Word Vector Space SpecialisationTutorial: Word Vector Space Specialisation
Presenters: Ivan Vulić, Nikola Mrkšić, and Mohammad Taher Pilehvar
MOTIVATION AND OBJECTIVES
Specialising vector spaces to maximise their content with respect to one key property of vector space models (e.g. semantic similarity vs. relatedness or lexical entailment) while mitigating others has become an active and attractive research topic in representation learning. Such specialised vector spaces support different classes of NLP problems. Proposed approaches fall into two broad categories: a) Unsupervised methods which learn from raw textual corpora in more sophisticated ways (e.g. using context selection, extracting co-occurrence information from word patterns, attending over contexts); and b) Knowledge-base driven approaches which exploit available resources to encode external information into distributional vector spaces, injecting knowledge from semantic lexicons (e.g., WordNet, FrameNet, PPDB). In this tutorial, we will introduce researchers to state-of-the-art methods for constructing vector spaces specialised for a broad range of downstream NLP applications. We will deliver a detailed survey of the proposed methods and discuss best practices for intrinsic and application-oriented evaluation of such vector spaces.
Throughout the tutorial, we will provide running examples reaching beyond English as the only (and probably the easiest) use-case language, in order to demonstrate the applicability and modelling challenges of current representation learning architectures in other languages.

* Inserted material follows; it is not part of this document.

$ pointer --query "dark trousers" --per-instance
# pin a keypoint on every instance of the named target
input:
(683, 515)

Part I: Learning from Context
First, we will provide a brief overview of the most popular representation learning architectures in NLP which serve as a typical initialisation point for semantic specialisation models. Following that, we will discuss generalisations of these models that can learn from arbitrary contexts reaching beyond the bag-of-words assumption. We will show how to train unsupervised representation models using more informed positional, dependency-based, attention-based, and multilingual contexts, and demonstrate how the choice of the context type affects the properties of induced semantic spaces. We will also describe class-specialised models supported by template-based approaches (e.g., symmetric patterns).

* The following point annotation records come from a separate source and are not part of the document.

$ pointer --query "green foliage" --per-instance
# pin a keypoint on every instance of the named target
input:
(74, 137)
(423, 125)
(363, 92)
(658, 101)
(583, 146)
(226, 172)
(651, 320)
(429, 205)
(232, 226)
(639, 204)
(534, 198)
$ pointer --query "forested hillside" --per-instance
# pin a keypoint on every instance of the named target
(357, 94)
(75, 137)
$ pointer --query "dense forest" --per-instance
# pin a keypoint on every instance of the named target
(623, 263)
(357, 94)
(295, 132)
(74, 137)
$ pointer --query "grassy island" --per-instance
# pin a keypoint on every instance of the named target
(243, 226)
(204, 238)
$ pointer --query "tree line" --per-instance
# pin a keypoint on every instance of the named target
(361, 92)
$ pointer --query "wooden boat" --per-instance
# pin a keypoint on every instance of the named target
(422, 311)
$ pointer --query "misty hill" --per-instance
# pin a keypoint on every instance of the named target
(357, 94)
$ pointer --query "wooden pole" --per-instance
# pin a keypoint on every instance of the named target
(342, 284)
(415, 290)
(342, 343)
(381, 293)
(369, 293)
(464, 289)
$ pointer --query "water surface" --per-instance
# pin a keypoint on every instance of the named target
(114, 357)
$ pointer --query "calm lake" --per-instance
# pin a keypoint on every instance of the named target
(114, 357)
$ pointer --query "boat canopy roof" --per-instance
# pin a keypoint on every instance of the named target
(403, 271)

Part II: Learning from Knowledge Bases
We will present the methods which go beyond learning from raw textual corpora, now relying on human- or automatically- constructed knowledge bases to enrich the embedded content of existing word vector collections. We will place an emphasis on understanding vector space specialisation as both a natural extension to the pre-training steps ubiquitous across deep learning pipelines, and as an elegant mathematical mechanism for encoding external knowledge into statistical NLP frameworks. We will describe two distinct approaches to injecting external information: a) the heavy-weight ones which jointly learn from textual corpora and embed external constraints; and b) the post-processing approaches which inject semantic constraints while trying to preserve beneficial content from the initial vector spaces.

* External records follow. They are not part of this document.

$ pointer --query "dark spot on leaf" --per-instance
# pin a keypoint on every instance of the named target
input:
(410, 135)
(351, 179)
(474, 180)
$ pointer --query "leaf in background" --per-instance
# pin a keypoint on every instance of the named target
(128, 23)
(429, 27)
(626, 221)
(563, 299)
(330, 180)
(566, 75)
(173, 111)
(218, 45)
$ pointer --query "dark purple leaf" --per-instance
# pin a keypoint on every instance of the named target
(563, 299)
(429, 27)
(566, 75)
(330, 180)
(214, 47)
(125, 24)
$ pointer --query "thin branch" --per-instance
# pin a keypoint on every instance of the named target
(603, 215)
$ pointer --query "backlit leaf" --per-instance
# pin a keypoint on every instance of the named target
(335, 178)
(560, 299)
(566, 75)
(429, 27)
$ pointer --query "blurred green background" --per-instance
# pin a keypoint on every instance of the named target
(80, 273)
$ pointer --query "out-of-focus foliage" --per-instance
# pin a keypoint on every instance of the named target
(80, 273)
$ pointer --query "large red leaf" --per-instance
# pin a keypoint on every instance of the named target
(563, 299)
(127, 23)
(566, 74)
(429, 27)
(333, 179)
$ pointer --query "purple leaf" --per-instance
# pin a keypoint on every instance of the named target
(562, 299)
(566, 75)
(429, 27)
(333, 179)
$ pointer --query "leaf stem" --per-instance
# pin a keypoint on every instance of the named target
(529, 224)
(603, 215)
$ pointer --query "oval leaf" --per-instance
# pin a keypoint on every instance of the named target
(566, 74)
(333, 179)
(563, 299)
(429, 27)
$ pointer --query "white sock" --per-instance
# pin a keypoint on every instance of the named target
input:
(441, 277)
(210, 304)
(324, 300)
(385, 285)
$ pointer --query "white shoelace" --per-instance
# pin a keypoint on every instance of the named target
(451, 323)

Part III: Types of Specialisation
We will then discuss other specialisation modalities (i.e. lexical entailment, relatedness, antonymy), and introduce the construction of cross-lingual vector spaces as (universal) semantic specialisation. We will analyse how different target specialisations affect the output of specialised semantic spaces: these insights will demonstrate that the specialisation process may be observed as an extra refinement of initial pre-trained vectors, making them better suited for downstream NLP tasks.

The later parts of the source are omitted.